Colossal Hand and Torch

Image

Original

Background Notes

"Liberty Enlightening the World," the statue that is today more popularly known as the "Statue of Liberty," was a gift from the French to the people of the United States. The statue was to be given to the United States on the occasion of its centennial in 1876, and French sculptor Frédéric Bartholdi was commissioned to design the gift. Bartholdi originally planned for the sculpture to be completed and presented to the U.S. on July 4, 1876, in time for the centennial. However, construction was delayed and only one small part of the statue was ready for the Centennial Exposition in Philadelphia that year - the right arm and the torch. This stereograph shows attendees at the Exposition visiting the arm and torch, and they could pay to walk up to the torch's balcony.
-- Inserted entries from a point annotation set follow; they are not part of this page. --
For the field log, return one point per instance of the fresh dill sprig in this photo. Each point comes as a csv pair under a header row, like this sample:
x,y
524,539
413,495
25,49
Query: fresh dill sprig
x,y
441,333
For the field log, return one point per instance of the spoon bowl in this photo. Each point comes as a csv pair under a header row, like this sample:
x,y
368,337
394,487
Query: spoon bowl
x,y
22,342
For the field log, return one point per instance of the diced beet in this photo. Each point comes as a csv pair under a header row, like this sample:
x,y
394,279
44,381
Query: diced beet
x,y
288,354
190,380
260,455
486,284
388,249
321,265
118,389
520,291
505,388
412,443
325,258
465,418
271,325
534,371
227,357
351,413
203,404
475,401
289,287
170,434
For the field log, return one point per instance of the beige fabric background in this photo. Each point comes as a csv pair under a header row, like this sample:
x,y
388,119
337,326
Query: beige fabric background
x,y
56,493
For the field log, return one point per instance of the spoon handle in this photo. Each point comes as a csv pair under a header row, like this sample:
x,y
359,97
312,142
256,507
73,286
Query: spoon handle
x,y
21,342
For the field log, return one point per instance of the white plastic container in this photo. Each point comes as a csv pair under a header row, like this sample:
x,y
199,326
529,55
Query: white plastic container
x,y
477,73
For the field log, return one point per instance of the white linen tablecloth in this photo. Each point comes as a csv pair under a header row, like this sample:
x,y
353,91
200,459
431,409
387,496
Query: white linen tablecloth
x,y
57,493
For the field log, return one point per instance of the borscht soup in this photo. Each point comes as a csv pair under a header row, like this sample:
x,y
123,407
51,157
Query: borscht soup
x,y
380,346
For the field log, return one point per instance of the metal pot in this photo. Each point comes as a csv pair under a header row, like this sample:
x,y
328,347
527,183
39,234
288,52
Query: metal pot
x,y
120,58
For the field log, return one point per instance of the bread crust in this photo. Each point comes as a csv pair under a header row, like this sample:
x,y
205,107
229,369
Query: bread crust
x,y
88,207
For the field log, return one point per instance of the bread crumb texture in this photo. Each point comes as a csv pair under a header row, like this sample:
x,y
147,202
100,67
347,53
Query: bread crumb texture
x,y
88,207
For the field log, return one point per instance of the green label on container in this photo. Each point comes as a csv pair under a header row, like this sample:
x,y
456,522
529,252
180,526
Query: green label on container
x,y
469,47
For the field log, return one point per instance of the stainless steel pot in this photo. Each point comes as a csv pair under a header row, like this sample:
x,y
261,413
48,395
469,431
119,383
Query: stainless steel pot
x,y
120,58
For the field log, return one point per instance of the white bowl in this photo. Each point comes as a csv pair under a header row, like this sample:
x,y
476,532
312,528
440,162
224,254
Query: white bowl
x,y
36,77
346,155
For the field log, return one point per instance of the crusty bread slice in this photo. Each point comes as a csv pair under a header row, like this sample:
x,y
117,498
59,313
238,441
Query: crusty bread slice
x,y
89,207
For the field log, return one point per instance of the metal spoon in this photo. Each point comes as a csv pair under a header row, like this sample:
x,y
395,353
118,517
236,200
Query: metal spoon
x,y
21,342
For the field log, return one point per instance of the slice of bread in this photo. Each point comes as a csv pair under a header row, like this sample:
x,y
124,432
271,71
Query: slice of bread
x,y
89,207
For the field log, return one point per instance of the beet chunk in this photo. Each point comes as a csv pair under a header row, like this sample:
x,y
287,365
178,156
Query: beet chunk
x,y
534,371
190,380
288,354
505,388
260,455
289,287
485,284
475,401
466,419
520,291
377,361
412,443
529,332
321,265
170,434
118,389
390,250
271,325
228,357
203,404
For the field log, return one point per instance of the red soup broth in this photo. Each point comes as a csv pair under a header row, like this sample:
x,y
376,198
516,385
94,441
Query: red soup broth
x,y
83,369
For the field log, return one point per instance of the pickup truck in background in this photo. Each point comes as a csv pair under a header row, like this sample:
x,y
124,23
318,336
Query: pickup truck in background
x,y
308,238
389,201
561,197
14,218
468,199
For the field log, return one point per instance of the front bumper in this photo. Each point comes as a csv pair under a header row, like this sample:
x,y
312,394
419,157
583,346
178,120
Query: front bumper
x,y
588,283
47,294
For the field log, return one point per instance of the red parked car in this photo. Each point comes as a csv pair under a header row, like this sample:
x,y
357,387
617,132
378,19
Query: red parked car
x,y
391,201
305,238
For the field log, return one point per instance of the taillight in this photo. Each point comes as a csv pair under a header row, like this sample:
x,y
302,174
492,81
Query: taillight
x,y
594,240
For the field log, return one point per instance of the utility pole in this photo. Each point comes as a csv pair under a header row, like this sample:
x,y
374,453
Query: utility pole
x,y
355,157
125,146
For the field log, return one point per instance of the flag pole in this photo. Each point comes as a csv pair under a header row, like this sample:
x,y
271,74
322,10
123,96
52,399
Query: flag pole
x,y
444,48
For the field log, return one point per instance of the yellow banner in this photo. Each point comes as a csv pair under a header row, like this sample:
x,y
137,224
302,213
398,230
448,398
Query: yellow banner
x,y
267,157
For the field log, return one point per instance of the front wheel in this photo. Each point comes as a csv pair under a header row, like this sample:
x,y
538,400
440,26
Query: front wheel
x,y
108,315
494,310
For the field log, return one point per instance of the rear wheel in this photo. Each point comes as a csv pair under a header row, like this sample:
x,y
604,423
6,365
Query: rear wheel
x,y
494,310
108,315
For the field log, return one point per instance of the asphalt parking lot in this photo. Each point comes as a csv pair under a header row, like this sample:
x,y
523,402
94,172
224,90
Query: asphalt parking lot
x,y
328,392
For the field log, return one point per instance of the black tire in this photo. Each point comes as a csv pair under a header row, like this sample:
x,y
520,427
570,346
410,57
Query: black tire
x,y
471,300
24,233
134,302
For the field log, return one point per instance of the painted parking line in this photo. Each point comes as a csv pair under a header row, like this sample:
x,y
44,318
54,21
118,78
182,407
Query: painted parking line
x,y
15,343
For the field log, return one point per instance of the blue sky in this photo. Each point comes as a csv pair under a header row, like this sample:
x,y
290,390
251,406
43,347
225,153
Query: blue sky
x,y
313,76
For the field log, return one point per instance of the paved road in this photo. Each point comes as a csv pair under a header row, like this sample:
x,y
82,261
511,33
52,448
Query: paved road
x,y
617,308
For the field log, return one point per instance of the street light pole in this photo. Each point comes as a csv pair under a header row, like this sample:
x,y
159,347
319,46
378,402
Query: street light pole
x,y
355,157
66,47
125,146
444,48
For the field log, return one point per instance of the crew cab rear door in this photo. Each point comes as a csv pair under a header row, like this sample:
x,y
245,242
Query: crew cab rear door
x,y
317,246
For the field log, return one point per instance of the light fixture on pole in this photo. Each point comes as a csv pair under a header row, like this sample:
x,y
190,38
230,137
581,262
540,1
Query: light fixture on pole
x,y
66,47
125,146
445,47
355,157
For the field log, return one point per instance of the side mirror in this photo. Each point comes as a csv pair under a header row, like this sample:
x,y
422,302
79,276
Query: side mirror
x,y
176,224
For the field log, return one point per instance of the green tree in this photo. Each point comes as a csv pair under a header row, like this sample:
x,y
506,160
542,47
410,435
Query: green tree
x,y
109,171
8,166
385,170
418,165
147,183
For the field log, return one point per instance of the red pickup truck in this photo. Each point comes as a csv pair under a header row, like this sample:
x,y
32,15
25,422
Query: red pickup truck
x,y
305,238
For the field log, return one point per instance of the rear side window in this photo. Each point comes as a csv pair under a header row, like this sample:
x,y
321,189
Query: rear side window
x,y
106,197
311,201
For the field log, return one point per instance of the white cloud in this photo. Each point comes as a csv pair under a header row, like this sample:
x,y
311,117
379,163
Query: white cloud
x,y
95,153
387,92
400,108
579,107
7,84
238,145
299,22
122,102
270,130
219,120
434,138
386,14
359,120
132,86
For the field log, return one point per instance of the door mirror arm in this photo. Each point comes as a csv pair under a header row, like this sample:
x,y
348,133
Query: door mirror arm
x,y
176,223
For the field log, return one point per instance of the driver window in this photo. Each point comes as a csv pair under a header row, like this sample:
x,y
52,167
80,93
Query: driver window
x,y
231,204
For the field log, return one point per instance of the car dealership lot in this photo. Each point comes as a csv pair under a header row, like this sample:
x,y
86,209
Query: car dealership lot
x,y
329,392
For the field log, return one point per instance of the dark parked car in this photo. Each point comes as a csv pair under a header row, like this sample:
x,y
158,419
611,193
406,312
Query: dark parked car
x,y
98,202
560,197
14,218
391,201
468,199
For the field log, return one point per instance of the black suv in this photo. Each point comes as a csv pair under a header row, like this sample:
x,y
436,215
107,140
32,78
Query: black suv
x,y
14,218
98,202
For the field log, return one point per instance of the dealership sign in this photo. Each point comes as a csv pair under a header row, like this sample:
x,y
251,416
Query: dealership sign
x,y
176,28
Stereographs, an early form of three-dimensional photograph, were a popular form of education and entertainment in the latter part of the nineteenth century. The stereograph, otherwise known as the stereogram, stereoptican, or stereo view, was the nineteenth-century predecessor of the Polaroid, with an imaginative flair. Two almost identical photographs were placed side by side on a piece of cardboard. These images were meant to be viewed with a stereoscope, an instrument attributed to Oliver Wendell Holmes circa 1859. Stereography immediately became a commercial success. Stereographs crossed class lines, affordable to rich and poor alike, so these images had a very large audience.